Davaya konu davalı şirketin 03/03/2022 tarihli genel kurul kararının ve çağrısına ilişkin yönetim kurulu kararının incelenmesinden; şirket müdürü … tarafından 11/02/2022 tarihli müdürler kurulu kararı ile … nın vefatı nedeniyle mirasçılarının ortaklığa kabulünün görüşülerek karara bağlanması gündemiyle genel kurulun 03/03/2022 tarihinde saat 10.00’da yapılmasının kararlaştırıldığı, 03/03/2022 tarihinde olağanüstü genel kurul toplantısının TTK 416/1 maddesine göre toplandığı (tek ortak … tarafından) TTK 596/2 maddesi gereği vefat eden ortağın esas sermaye payının geçtiği mirasçıların ortaklığa kabulünün reddedildiği, vefat eden ortağın mirasçılarına geçen esas sermaye payının gerçek ve güncel değerinin 2.650.000,00-TL olarak kabulü ile veraset ilamındaki payları oranında nakden ve defaten ödenmek suretiyle teklif edilmesine, müteveffaya ait 106000 payının 100700 payının şirket ortaklarından … hesabına, 5300 payının ortak olmayan … hesabına yapılmasına karar verildiği anlaşılmıştır.
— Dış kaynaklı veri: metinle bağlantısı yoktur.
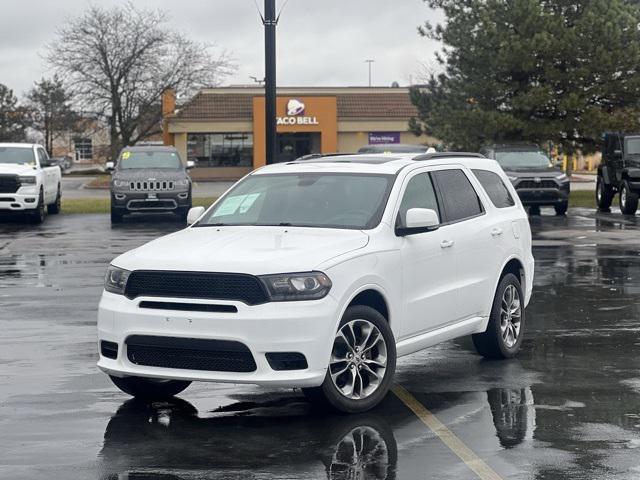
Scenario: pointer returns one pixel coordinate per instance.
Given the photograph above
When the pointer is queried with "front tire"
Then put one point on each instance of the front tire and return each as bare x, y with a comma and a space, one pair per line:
149, 389
362, 364
38, 215
628, 199
56, 207
505, 331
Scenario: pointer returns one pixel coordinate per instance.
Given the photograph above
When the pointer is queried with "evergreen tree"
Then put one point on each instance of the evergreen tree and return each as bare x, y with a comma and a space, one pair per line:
530, 70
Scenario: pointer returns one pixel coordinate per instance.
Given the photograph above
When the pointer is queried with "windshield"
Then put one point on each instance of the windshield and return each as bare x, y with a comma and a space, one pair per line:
17, 155
633, 146
324, 200
522, 159
142, 159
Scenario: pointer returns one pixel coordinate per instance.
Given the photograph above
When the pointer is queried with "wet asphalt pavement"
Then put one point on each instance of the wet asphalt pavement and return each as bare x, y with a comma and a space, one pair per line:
568, 407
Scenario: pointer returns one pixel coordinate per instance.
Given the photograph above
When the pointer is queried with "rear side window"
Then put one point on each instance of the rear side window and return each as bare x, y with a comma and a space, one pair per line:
418, 194
459, 199
495, 188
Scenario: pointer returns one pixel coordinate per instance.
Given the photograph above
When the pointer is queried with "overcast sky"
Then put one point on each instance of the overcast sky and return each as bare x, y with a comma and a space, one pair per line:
320, 42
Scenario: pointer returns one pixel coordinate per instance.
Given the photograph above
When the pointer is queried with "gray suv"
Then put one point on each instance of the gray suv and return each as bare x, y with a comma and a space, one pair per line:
149, 179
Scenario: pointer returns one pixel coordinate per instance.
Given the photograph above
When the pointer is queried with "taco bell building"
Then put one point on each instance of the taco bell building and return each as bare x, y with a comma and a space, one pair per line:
222, 129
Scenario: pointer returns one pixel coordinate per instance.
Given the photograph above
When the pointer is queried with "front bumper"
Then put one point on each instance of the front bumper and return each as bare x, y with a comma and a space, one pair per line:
306, 327
19, 201
141, 201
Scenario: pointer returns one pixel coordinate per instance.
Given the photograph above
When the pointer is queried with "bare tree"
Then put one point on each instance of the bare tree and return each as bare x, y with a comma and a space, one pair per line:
118, 61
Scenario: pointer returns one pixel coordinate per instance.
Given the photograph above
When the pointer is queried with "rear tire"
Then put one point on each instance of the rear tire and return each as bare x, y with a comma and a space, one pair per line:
362, 377
628, 199
604, 195
505, 331
149, 389
561, 209
56, 207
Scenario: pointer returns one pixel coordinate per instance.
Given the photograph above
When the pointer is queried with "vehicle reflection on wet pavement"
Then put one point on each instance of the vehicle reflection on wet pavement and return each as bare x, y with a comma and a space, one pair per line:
568, 407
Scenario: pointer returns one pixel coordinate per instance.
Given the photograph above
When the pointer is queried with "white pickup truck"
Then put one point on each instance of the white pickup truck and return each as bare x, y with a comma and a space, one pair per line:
29, 181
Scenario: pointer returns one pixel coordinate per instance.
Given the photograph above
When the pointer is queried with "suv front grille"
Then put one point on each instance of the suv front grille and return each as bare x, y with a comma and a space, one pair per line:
9, 183
152, 185
534, 185
203, 285
190, 354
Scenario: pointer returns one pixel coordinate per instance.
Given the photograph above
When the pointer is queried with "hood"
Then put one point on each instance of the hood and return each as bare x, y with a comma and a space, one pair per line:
17, 169
542, 172
133, 174
243, 249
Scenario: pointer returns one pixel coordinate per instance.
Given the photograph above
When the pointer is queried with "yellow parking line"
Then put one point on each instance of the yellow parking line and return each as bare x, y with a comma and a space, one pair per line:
475, 463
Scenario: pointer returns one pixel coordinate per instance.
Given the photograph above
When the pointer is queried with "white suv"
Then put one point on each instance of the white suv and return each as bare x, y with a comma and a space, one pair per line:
320, 273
Davamız, şirket ortağının vefatı ile esas sermaye payının geçtiği mirasçıların ortaklığa kabullerinin reddine dair 03/03/2022 tarihli genel kurul kararının yokluğu, butlanı, olmadığı takdirde iptali talebine ilişkindir.
Dava konusu hukuki sorunun çözümü için öncelikle TTK 596/1 maddesi uyarınca esas sermaye payı geçen mirasçıların hukuki durumu ve şirketin TTK 596/3 maddesi uyarınca esas sermaye payının geçtiği kişiyi onaylamayı reddetmesinin genel kurul kararına bağlı olup olmadığının çözümü gerekmektedir.
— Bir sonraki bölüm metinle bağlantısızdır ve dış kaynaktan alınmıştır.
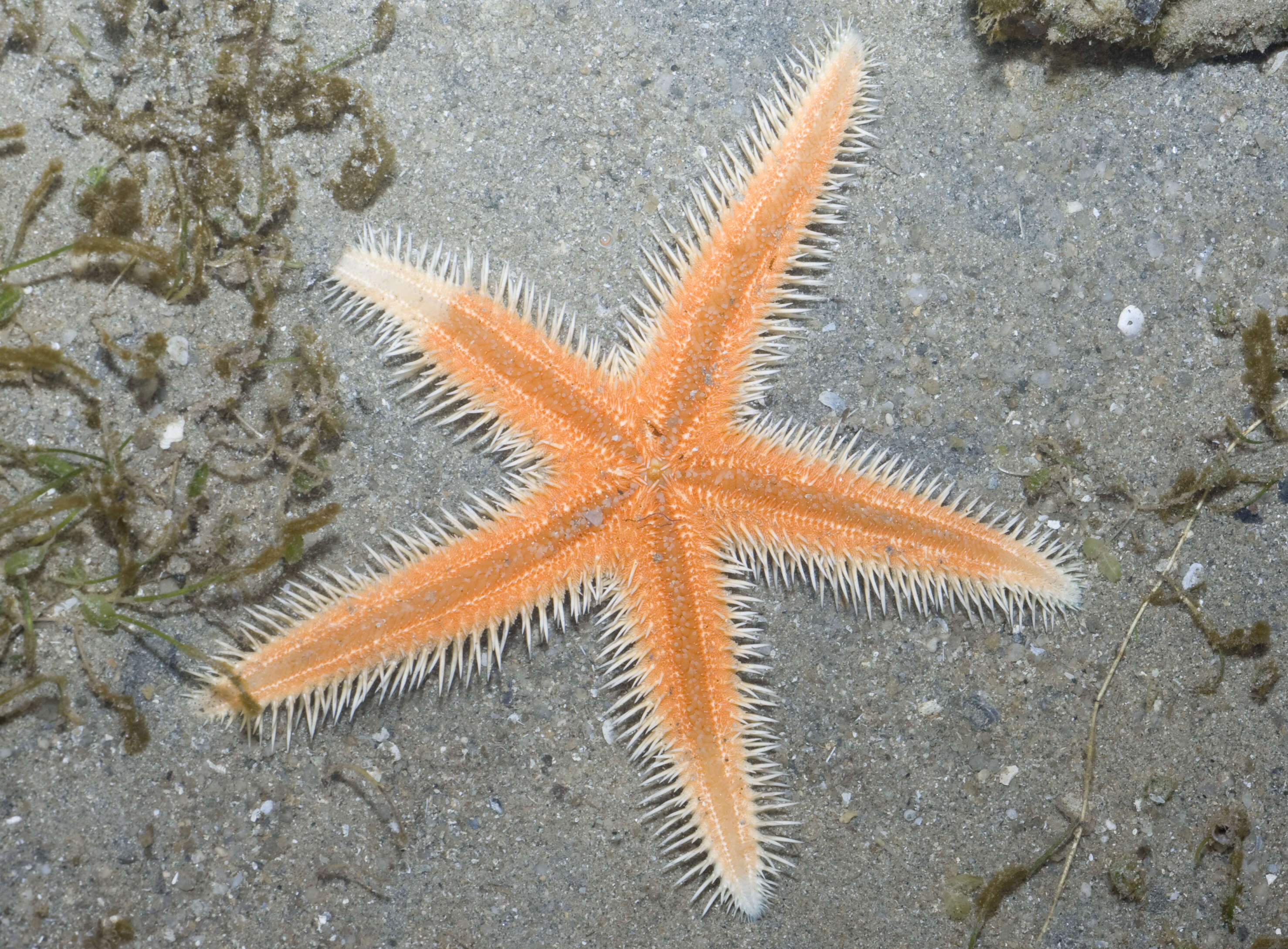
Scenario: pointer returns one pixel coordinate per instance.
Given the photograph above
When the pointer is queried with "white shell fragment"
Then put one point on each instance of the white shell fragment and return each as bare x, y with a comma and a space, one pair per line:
177, 348
833, 401
1131, 321
173, 433
1193, 577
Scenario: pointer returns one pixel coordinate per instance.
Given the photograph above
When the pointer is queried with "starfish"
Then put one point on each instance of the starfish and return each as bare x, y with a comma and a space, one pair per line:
650, 481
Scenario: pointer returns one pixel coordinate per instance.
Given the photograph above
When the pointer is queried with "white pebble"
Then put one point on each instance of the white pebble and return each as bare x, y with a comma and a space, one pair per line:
177, 348
1193, 576
1131, 321
173, 433
833, 401
918, 295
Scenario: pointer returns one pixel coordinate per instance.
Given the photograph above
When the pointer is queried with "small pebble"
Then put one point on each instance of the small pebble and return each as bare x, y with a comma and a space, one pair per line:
1131, 322
1193, 577
177, 348
833, 401
173, 433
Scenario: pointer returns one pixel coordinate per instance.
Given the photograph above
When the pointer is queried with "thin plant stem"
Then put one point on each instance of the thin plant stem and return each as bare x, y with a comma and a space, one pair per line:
1090, 755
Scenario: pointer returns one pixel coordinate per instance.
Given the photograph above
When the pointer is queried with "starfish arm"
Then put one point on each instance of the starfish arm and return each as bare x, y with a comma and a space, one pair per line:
681, 644
494, 356
797, 502
444, 600
724, 294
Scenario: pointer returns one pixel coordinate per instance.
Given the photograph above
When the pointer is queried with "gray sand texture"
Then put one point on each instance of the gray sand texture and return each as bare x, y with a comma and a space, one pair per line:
1019, 199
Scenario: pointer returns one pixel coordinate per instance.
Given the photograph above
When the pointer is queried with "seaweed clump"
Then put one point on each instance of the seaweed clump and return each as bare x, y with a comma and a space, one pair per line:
1225, 835
125, 521
219, 205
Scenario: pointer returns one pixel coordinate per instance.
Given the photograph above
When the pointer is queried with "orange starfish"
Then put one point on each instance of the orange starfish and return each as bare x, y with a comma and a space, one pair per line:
647, 481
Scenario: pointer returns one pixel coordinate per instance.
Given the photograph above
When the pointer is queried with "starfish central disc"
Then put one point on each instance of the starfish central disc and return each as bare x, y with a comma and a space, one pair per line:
648, 481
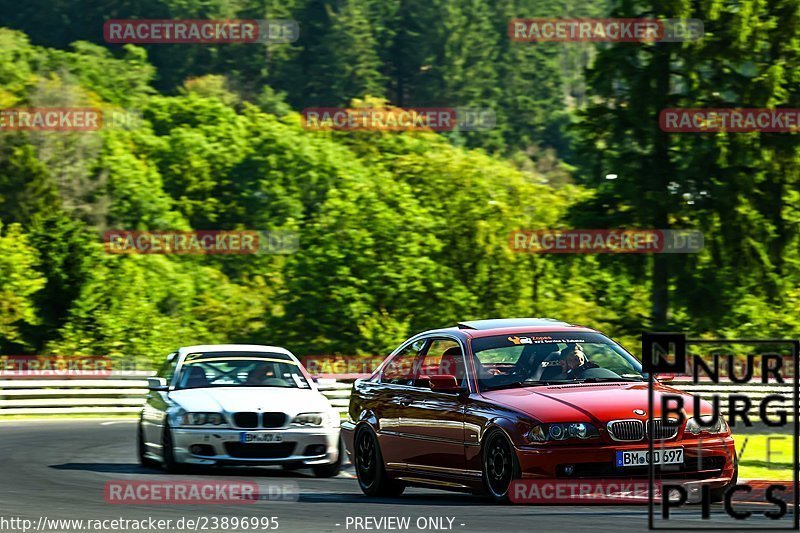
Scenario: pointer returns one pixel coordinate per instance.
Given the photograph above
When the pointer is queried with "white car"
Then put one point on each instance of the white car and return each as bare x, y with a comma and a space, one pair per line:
238, 404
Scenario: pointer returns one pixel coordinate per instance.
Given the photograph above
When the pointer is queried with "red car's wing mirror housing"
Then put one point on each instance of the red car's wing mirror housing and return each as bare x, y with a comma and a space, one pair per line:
444, 383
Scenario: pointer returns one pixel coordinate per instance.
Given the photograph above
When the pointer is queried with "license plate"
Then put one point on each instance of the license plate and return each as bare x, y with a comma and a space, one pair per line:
260, 437
665, 456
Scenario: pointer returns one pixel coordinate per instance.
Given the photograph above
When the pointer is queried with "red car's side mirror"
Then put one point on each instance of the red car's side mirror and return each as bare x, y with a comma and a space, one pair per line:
444, 383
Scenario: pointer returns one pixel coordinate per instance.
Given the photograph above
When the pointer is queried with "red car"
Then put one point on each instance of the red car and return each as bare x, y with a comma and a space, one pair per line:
479, 405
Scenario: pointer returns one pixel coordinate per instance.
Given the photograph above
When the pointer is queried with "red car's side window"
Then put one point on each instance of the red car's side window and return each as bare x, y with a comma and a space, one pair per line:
400, 369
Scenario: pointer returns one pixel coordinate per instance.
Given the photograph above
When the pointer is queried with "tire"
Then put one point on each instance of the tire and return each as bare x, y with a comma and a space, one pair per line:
333, 469
144, 460
718, 495
500, 466
168, 451
370, 470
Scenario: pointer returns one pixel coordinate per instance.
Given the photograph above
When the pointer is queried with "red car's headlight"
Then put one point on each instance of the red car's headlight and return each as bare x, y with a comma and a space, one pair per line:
569, 430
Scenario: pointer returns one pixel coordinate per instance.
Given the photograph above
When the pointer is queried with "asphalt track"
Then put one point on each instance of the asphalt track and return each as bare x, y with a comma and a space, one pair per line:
59, 469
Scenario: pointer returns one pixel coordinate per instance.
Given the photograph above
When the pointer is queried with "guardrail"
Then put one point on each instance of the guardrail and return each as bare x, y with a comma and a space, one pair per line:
125, 394
121, 394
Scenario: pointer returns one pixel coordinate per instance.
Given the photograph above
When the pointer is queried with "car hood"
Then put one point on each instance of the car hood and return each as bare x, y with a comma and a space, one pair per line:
236, 399
589, 402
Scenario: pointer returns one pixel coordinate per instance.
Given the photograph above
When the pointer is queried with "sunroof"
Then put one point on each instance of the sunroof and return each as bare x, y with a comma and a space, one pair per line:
511, 323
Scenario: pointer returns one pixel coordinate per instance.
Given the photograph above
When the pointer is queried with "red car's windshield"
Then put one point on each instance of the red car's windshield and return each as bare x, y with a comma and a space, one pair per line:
504, 361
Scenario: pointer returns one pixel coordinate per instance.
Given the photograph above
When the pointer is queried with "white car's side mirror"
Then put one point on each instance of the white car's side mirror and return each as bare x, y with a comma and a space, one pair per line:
156, 383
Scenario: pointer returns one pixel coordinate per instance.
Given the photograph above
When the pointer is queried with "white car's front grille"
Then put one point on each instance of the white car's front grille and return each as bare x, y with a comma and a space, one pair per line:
252, 420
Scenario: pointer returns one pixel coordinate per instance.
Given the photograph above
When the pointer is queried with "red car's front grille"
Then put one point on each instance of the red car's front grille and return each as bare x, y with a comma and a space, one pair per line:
626, 430
662, 431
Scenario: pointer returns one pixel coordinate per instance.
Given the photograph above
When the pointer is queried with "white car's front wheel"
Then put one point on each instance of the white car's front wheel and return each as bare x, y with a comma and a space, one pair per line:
333, 469
144, 460
168, 452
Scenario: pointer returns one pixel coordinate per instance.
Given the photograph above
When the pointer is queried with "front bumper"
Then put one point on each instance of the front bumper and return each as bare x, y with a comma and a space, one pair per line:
711, 460
208, 446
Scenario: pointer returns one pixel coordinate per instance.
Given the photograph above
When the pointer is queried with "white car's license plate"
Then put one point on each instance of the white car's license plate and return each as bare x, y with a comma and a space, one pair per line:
249, 437
663, 456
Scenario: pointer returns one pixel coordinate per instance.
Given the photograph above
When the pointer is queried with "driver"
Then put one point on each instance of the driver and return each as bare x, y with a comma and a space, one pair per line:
576, 361
259, 374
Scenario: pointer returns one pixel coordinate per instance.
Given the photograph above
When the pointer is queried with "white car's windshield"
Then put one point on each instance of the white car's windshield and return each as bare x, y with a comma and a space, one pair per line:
240, 369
TTK 596 maddesinde; “(1)Esas sermaye payının, miras, eşler arasındaki mal rejimine ilişkin hükümler veya icra yoluyla geçmesi hâllerinde, tüm haklar ve borçlar, genel kurulun onayına gerek olmaksızın, esas sermaye payını iktisap eden kişiye geçer.(2)Şirket, iktisabın öğrenilmesinden itibaren üç ay içinde esas sermaye payının geçtiği kişiyi onaylamayı reddedebilir. Bunun için, şirketin, payları kendi veya ortağı ya da kendisi tarafından gösterilen üçüncü bir kişi hesabına, gerçek değeri üzerinden devralmayı, payın geçtiği kişiye önermesi şarttır.(3)Red kararı, devrin gerçekleştiği günden itibaren geçerli olmak üzere geriye etkilidir. Red, bu konudaki kararın verilmesine kadar geçen süre içinde alınan genel kurul kararlarının geçerliliğini etkilemez.(4)Şirket, üç ay içinde esas sermaye payının geçişini açıkça ve yazılı olarak reddetmemişse onayını vermiş sayılır” hükmüne yer verilmiştir.
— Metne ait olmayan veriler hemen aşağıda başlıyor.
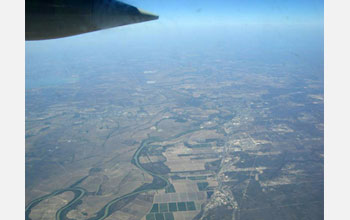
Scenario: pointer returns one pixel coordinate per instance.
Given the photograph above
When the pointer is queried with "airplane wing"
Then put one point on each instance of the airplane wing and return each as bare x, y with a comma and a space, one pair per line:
50, 19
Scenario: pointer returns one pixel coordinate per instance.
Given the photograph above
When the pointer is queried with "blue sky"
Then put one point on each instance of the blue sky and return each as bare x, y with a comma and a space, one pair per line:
235, 11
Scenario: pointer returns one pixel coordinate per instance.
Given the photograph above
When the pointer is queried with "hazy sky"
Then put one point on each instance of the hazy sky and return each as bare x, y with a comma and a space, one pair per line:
235, 11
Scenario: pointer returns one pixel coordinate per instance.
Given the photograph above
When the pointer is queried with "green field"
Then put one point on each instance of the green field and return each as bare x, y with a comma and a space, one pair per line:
181, 206
169, 216
159, 216
150, 217
202, 186
191, 206
155, 208
197, 177
170, 189
163, 207
172, 207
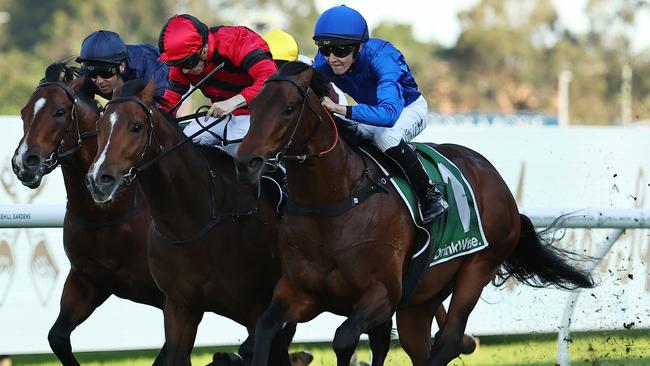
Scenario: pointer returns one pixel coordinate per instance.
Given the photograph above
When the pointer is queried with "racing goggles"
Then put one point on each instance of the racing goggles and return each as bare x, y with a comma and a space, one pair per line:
338, 51
188, 62
103, 70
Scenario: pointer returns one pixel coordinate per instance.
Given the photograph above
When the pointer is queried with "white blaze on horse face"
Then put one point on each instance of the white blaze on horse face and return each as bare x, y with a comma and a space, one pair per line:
95, 168
22, 149
38, 105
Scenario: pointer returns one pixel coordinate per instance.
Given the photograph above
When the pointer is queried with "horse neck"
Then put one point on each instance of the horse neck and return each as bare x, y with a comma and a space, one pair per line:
331, 175
75, 166
178, 187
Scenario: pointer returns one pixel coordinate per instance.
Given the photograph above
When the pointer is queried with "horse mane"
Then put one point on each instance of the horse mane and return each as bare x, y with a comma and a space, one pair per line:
317, 82
132, 88
62, 72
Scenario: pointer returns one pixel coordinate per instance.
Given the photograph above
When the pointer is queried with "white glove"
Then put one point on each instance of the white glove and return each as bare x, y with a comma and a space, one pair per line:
225, 107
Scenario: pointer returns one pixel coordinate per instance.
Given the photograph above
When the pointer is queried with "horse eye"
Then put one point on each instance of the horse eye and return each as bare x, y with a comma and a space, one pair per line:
289, 110
137, 127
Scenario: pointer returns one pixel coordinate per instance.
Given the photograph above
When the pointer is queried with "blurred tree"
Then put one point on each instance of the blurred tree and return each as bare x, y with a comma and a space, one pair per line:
42, 32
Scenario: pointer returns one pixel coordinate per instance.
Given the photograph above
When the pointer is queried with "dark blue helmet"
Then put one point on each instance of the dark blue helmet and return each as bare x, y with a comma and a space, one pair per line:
102, 46
340, 25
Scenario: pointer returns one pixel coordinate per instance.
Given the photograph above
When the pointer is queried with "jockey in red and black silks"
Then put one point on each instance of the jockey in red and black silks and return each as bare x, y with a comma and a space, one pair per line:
192, 50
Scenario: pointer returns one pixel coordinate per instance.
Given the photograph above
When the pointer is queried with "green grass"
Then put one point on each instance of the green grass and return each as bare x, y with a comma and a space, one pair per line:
607, 348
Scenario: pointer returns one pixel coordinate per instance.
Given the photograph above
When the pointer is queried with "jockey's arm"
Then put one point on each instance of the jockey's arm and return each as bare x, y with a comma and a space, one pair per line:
224, 107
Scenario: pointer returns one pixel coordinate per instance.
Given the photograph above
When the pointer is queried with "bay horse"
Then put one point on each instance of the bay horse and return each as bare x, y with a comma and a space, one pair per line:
106, 247
212, 243
352, 262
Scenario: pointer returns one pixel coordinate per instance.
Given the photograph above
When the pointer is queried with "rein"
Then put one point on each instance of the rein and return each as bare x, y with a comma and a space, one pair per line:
54, 159
215, 217
301, 158
137, 168
354, 198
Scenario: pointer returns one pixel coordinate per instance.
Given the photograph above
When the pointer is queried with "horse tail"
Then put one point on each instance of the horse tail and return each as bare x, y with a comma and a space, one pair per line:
535, 262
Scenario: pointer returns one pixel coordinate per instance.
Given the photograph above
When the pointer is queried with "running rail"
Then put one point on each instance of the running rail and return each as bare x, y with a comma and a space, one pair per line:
618, 220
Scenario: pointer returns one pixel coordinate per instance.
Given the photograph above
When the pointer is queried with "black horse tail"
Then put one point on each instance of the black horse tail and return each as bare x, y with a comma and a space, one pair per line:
535, 262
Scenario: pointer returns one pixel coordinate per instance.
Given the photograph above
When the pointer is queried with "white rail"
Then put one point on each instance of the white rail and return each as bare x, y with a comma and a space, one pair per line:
51, 216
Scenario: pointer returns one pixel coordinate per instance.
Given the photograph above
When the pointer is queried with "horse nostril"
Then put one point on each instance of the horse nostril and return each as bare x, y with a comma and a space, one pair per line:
32, 161
89, 182
106, 179
255, 163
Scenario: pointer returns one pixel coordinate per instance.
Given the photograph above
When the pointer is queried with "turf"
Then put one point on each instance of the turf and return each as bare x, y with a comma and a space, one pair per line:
629, 348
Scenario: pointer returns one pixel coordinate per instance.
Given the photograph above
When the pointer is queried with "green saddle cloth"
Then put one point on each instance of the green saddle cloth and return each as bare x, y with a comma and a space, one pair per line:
458, 231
TTK 595/2 maddesinde; “Şirket sözleşmesinde aksi öngörülmemişse, esas sermaye payının devri için, ortaklar genel kurulunun onayı şarttır. Devir bu onayla geçerli olur” hükmüne yer verilmiştir.
Yukarıda belirtilen yasal düzenlemeler karşısında; şirket ortağının ölümü halinde TTK 596/1 maddesi gereğince esas sermaye payı genel kurul kararı aranmaksızın ortağın mirasçılarına intikal eder. Şirket iktisabın öğrenilmesinden itibaren 3 ay içerisinde esas sermaye payının geçtiği kişiyi onaylamayı reddedebilir. Mirasın geçtiği tarihten itibaren şirketin esas sermaye payının geçtiği kişiyi reddetmemesi halinde bu tarihe kadar mirasçı ortaklığa ilişkin tüm haklara sahiptir. Ancak şirketin esas sermaye payının geçtiği kişiyi reddetmesi halinde bu karar bu süreçte ortağın katıldığı genel kurul kararlarının geçerliliğine etkili olmamak üzere mirasın ve dolayısıyla esas sermaye payının geçtiği ana kadar geriye yürür. Dolayısıyla bu süre içerisinde şirket ortağının mirasçılarının elbette genel kurullara katılma hakkı da bulunmaktadır.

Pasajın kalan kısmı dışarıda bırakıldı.